Saturday, March 21, 2009
Even lamer than shutter shades?
So what the hell are these things supposed to be?
Is this a joke?
Now don't get me wrong: stylish frames are important. Anything you put on your face will have an enormous impact on how you are perceived. Look good, feel good. Blah blah blah...
But a pair of glasses with gold chains hanging down over the lenses is the stupidest thing I've ever heard of.
Wouldn't they scratch the lenses? Become constantly tangled? Fly all over the place as you walk, smack you in the face and get caught in your hair?
It's like a beaded curtain for your eyes; I always thought those things were stupid, too.
via colette
As if laser pointers needed to get any more annoying.
What does a lighter have anything to do with a laser pointer? Beats me, but doesn't it look totally rad and not at all dangerous? Check out these five different picture lenses including an Indian skull hand and a traditional poin- oh! Sorry pal, didn't mean to shine that laser in your eye! Don't worry, I'm sure the blindness is only temporary.
What? No, officer - it's not a real gun, it's just a totally awesome butane lighter/laser pointer! See? Check out these five different picture lens- ow! Son of a bitch he shot me!

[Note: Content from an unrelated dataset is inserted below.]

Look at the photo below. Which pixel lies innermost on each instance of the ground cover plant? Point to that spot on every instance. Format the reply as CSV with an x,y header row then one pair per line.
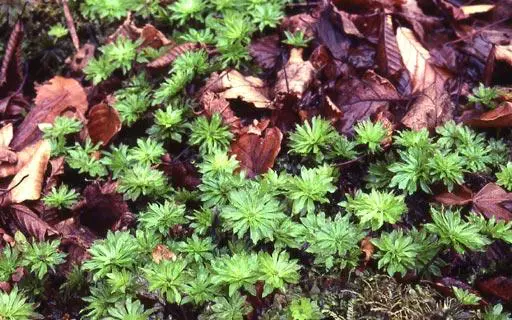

productpage via nerdapproved
Friday, March 20, 2009
3rd Gen iPod Shuffle = useless aluminum box.
They were the first major tech company to realize that all the features in the world are useless if:
A) They break down all the time, and...
B) Nobody can figure out how to use them
The 2nd Generation iPod Shuffle was a coup for an Apple at the top of their game. It was tiny, minimalistic, it held just enough music, and it was solid metal and freaking beautiful. Just look at this work of art:
Apple even offered free engraving on every model ordered online. Customization. Brilliant.
That is why their latest Shuffle model...
...is such a disappointment. How are we supposed to use this thing, Apple?!
The 2nd gen Shuffle had a simple, five-button interface. Play, pause, forward, back, volume up and down. It was universal, mechanical, quick and easy. Nobody was confused. And now you go and cram the controls into three miniscule buttons on the headphone wire? What?
Apple earbuds don't fit in my ears and I know I'm not the only person to have this problem. So how are we supposed to use this new shuffle, Apple? Did you even consider in your techno-xenophobic craze that people might at least want the option to use a pair of third-party headphones?
Soon, Apple will just pick all of our music for us. And that's a shame, because I don't really like Feist.
Manifesto.
It is the sheets on our bed when we wake up in the morning. It is the streetlamps as we walk to the train. It is our morning cup of coffee, our office chair, the very clothes on our backs. It penetrates our lives and affects our collective mood more greatly than we can possibly imagine.
And that is why bad design is such a crime.
This blog is dedicated to exposing all of the terrible, unforgivable design that surrounds us. Industrial, graphic, landscape and architectural.
This crap is everywhere and I'm tired of seeing it. It's about time to start pointing some fingers.